Villa interior with slanted walls
Slanted walls set the pace in this villa interior. Instead of letting them create leftover corners, the plan has been tightened around the shapes that were already there. The result is a living area that reads more clearly, with space given back to the two seating areas. Each zone is framed by a rug, so the rooms do not merge into one large surface. The change is subtle, but the effect is immediate: fewer dead spaces, more legibility, and a layout that follows the angles rather than fighting them.
Two seating areas with their own rhythm
The living room is organized around two living areas, each with its own scale and setting. One sits closer to the linking element with black stained oak, natural stone and leather; the other feels slightly more open, but still enclosed by its own rug. That simple framing gives each seating area a separate atmosphere without closing off the room. Seen from one side, the furniture is loose and relaxed; from the other, the lines of the floor and built-in elements pull the eye across the space.
Material does much of the work here. Black stained oak gives the connecting element a darker edge, while natural stone and leather temper it with texture. The fireplace in natural stone becomes a fixed point in the room, not because it dominates, but because it holds the surrounding surfaces together. In the images, that effect is reinforced by custom wall units, stone-like tabletops and the calm repetition of gray and white upholstery. The room is busy in plan, yet visually it stays measured.
A herringbone oak floor opens the room
The herringbone oak floor adds direction underfoot. Its pattern breaks the larger surfaces into smaller movements and makes the room feel longer than a plain plank floor would. That matters in a villa interior with slanted walls, where straight lines are already in short supply. The floor keeps the interior from becoming too fragmented. Light wood also softens the darker joinery, the stone surfaces and the glass partitions seen in the project images, so the transition between zones remains readable.

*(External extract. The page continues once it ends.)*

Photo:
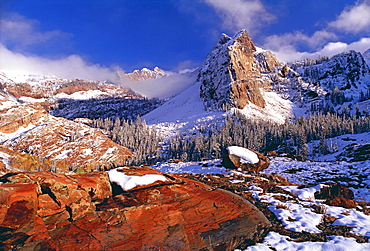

Fireplace, joinery and a clear line through the house
Several images show how the fireplace and bespoke joinery act as anchors. A large wall unit with open shelves sits near the seating area, while the fireplace opening is framed in stone and set into a darker mass of material. These pieces do not try to hide the architecture; they work with it. The verticals of the cabinetry, the horizontal line of the hearth and the rug boundaries give the room a structure that is visible even before the furniture is noticed.
The kitchen turns toward the garden
The kitchen faces the garden, bringing a clear outward orientation into the interior. That choice shifts the kitchen away from the wall and toward the view, which helps the room feel less enclosed. Hout, brons and natuursteen are mentioned in the source as the main counterweight to harder materials such as beton and glas. In the images, that contrast appears in the stone-like worktops, dark fronts and the line of the island, where stools gather along one side without interrupting the clean edge of the composition.
The kitchen island reads as part of the larger villa interior with slanted walls rather than as a separate object. Its surfaces repeat the darker tones found elsewhere, but the finish is warmer where wood appears in the cabinetry. A long run of built-in storage, seen in the photo set, keeps appliances and service elements out of view. That allows the room to stay open to the living area, with the island acting as a pause between cooking, circulation and the sightline toward the garden.
Stone, leather and bronze keep the palette grounded
The material palette avoids a decorative look. Black stained oak, natural stone and leather appear together in the linking element between the two seating areas, and their different textures do the real work. Stone has weight, leather absorbs light, and oak brings a visible grain. Bronze appears in the kitchen zone, where it sits against the harder surfaces rather than competing with them. The effect is not about contrast for its own sake. It is about giving each surface a role in the way the house is experienced from one room to the next.
Across the interior, the surfaces stay close to a restrained range of gray, white, black and wood tones. That narrow palette makes the slanted walls and custom-built parts easier to read. Glass panels with dark frames introduce another layer of depth, especially where sightlines cross from one room into another. In the photographs, the result is calm but not empty: the interior is full of edges, joins and transitions, yet nothing feels overdrawn.
The indoor pool area continues the same language
The indoor pool zone extends the material logic into a different setting. Concrete-cire and wood are used around the pool, matching the broader interior rather than breaking away from it. The images show a tiled perimeter, blue water and a wall treatment with wooden slats, which makes the space feel distinct without changing the vocabulary of the house. Even here, the layout is guided by lines and surfaces rather than ornament.
That consistency matters because the villa interior with slanted walls depends on reading across spaces. The pool area does not become a separate world; it belongs to the same sequence of rooms. Concrete-cire gives the walls a muted surface, while wood brings a visible grain that echoes the oak elsewhere. Together they bridge the transition from living room to kitchen to wellness zone, keeping the overall interior coherent without making it rigid.
What the angles reveal
The most noticeable change is not dramatic demolition but editing. Unused corners have been removed from the experience of the house by tightening the plan and letting the slanted walls remain visible. The two seating areas now have room to breathe, the kitchen has a clearer relation to the garden, and the pool area follows the same material code. In a villa interior with slanted walls, that kind of spatial correction is what gives the house its clarity: not more objects, but better placed ones.